Bernardo A. Huberman and Christoph H. Loch
Dynamics of Computation Group
Xerox Palo Alto Research Center
Palo Alto, CA 94304
huberman@parc.xerox.com
@ARTICLE{ AUTHOR = "Bernardo A. Huberman and Christoph H. Loch", TITLE = "Collaboration, Motivation, and the Size of Organizations", JOURNAL="Journal of Organizational Computing", VOLUME="6", PAGES="109-130", YEAR = 1996 }
We present an analytical model of an organization that offers operational drivers of limits on team size. The model trades off benefits from collaborative problem solving against the disadvantages of diminishing motivation when groups get large. Collaboration is represented as parallel employee activity combined with frequent sharing of partial information, with a resulting superlinear performance increase over team size. Motivation is modeled by team members periodically setting an effort level either to contribute to the best of their ability or to "cruise" at the minimum level not recognizable as shirking. Each individual decision is a limited by bounded rationality based on team rewards, the time horizon of team interaction, and individual expectations about colleagues' behavior. The decision collapses to a simple "barrier rule". Work hard when a certain "barrier percentage" of team members work hard, and otherwise shirk. The influence of team size on this barrier percentage depends on the extent of benefits from collaboration: As long as performance increases quadratically with team size, the increased benefits resulting from collaboration exactly balance the temptation to shirk, with the barrier percentage approaching a fixed limit for large team sizes.
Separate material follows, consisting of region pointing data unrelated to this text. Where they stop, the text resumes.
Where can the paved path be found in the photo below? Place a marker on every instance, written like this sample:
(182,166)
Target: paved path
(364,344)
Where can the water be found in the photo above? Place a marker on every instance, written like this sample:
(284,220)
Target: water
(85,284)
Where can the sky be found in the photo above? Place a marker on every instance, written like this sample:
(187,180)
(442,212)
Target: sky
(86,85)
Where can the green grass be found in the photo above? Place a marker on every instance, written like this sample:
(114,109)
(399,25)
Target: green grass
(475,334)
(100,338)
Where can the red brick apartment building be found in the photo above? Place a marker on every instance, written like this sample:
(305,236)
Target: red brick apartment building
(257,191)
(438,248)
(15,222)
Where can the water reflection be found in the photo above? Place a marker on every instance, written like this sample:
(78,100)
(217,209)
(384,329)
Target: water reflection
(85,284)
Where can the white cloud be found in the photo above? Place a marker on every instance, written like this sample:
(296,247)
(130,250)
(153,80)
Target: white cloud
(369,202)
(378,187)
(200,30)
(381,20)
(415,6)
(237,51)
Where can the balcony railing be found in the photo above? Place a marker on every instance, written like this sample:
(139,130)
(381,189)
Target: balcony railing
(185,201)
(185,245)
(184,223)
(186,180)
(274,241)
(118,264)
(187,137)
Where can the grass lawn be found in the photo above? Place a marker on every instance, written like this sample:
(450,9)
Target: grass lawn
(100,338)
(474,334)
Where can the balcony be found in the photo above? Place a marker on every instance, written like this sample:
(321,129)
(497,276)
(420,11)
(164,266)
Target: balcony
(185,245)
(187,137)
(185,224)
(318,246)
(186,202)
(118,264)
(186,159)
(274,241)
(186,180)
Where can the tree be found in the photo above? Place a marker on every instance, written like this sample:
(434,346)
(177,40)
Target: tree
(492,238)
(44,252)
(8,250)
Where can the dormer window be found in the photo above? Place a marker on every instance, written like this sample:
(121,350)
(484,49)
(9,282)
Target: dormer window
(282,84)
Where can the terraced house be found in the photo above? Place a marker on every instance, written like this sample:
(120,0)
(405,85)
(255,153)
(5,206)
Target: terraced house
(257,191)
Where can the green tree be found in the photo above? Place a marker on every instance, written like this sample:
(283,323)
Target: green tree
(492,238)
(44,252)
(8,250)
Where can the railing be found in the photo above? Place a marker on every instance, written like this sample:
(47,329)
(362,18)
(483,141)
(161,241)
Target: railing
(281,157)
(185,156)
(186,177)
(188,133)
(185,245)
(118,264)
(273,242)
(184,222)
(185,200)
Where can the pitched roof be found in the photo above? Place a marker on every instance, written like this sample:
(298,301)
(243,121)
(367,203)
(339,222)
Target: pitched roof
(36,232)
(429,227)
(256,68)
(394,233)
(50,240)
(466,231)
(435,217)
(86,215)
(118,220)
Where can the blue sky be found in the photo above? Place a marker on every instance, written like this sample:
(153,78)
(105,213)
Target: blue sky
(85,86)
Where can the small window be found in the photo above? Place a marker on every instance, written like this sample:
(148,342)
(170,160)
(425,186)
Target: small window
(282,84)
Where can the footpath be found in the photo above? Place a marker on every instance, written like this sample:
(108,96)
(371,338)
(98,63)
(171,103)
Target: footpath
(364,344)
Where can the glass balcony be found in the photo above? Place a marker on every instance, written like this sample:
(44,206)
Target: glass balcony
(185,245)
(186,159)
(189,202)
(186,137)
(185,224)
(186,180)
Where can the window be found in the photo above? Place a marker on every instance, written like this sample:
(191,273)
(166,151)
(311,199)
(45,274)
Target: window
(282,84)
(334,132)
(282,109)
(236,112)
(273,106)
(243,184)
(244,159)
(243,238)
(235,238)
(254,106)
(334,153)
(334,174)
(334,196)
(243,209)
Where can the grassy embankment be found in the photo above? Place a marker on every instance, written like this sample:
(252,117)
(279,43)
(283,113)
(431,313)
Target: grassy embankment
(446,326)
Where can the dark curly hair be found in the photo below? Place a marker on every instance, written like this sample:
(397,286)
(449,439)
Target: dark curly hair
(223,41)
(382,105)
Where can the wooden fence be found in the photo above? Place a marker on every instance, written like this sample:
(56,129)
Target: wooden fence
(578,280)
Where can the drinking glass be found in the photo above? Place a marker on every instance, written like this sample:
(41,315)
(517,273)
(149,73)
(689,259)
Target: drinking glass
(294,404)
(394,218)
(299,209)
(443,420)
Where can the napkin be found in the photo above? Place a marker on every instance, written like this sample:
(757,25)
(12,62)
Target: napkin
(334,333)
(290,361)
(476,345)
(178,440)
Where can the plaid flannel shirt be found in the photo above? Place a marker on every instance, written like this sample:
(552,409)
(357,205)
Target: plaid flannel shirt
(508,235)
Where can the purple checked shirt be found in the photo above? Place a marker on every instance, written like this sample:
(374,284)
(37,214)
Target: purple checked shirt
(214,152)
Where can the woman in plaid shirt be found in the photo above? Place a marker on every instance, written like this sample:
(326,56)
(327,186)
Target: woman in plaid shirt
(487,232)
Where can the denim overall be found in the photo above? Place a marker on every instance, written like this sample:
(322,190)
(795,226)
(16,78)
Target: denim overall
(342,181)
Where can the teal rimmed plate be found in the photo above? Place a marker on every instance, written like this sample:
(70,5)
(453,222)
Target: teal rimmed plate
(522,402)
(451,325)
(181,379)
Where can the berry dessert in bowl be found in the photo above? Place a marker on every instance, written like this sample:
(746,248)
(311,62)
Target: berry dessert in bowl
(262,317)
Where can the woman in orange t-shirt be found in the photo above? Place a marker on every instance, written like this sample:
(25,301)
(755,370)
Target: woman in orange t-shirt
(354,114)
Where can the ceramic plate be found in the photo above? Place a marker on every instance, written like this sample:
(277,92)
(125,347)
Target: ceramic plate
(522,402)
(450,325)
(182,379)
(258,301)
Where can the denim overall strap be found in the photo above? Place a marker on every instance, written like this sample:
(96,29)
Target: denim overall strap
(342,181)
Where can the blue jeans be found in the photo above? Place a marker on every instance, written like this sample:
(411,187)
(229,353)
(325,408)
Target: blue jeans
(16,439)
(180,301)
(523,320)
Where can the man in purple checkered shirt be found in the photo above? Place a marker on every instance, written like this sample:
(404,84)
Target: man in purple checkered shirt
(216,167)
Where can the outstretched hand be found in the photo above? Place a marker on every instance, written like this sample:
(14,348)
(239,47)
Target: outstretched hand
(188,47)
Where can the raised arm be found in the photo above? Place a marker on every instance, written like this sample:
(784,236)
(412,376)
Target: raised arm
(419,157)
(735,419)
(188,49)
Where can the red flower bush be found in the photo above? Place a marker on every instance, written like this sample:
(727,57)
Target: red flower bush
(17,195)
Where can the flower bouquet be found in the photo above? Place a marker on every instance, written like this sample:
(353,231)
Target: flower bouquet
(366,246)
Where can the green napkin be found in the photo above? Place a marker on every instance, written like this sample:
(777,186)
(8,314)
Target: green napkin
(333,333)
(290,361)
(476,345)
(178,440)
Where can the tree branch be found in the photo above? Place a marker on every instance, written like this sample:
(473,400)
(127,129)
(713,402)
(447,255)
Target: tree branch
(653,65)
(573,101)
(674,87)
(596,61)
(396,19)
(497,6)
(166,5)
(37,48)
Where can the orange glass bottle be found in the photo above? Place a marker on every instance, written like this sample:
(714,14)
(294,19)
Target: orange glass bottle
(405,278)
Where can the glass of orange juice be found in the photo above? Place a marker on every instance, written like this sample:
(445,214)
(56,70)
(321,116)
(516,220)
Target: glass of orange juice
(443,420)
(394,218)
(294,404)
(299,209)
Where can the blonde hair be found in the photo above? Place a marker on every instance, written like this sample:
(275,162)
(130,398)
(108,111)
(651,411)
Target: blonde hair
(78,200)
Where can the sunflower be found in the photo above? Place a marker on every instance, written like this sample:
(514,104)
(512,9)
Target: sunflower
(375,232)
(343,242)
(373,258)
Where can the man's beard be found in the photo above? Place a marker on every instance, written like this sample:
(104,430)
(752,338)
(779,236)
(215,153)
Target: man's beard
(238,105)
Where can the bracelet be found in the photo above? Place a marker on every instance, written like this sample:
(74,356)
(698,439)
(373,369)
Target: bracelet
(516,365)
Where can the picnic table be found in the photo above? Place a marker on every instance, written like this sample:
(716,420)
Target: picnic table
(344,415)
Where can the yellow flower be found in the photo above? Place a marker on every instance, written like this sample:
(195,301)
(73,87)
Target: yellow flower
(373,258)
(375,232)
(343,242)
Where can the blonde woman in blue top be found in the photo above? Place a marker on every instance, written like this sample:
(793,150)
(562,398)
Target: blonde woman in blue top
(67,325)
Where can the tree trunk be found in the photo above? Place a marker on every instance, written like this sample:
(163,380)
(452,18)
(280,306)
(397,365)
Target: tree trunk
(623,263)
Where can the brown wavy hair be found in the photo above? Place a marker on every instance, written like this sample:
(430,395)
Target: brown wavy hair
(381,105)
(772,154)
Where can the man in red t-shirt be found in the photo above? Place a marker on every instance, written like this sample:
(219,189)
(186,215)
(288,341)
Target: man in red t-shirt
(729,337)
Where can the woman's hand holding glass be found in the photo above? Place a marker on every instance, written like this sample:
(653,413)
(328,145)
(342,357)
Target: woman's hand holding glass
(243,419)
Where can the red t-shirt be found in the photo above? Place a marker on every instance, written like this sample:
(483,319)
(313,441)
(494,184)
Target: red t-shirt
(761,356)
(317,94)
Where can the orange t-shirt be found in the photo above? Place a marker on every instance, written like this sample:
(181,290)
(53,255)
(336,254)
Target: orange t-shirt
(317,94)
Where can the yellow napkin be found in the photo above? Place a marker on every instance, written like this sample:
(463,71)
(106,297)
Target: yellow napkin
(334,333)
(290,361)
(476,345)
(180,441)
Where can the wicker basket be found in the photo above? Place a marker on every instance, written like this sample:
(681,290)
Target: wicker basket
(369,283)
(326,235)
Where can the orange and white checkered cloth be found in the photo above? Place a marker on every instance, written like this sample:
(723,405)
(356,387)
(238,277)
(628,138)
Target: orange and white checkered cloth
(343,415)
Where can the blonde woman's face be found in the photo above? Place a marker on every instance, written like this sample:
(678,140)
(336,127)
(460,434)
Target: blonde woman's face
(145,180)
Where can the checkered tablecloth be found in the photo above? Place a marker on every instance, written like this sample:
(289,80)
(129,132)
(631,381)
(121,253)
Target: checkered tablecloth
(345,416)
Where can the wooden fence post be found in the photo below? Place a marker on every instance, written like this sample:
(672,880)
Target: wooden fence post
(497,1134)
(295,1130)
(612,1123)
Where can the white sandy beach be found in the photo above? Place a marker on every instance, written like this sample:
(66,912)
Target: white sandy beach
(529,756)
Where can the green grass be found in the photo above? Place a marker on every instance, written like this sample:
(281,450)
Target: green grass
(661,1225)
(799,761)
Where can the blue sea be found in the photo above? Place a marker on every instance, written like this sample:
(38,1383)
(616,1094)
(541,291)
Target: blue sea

As soon as the performance increase slows to anything less than quadratic, shirking eventually sets in and limits the possible size of the team. This implies that cooperation is sustainable in large organizational units, provided the problem-solving processes used are powerful enough to ensure sufficient performance increases. Thus, effective problem-solving methods are of double value, improving direct productivity and mitigating the social dilemma from team production. A manager should enlarge his or her organization up to the minimum of the limit set by the cooperation barrier and the exogenous performance limit.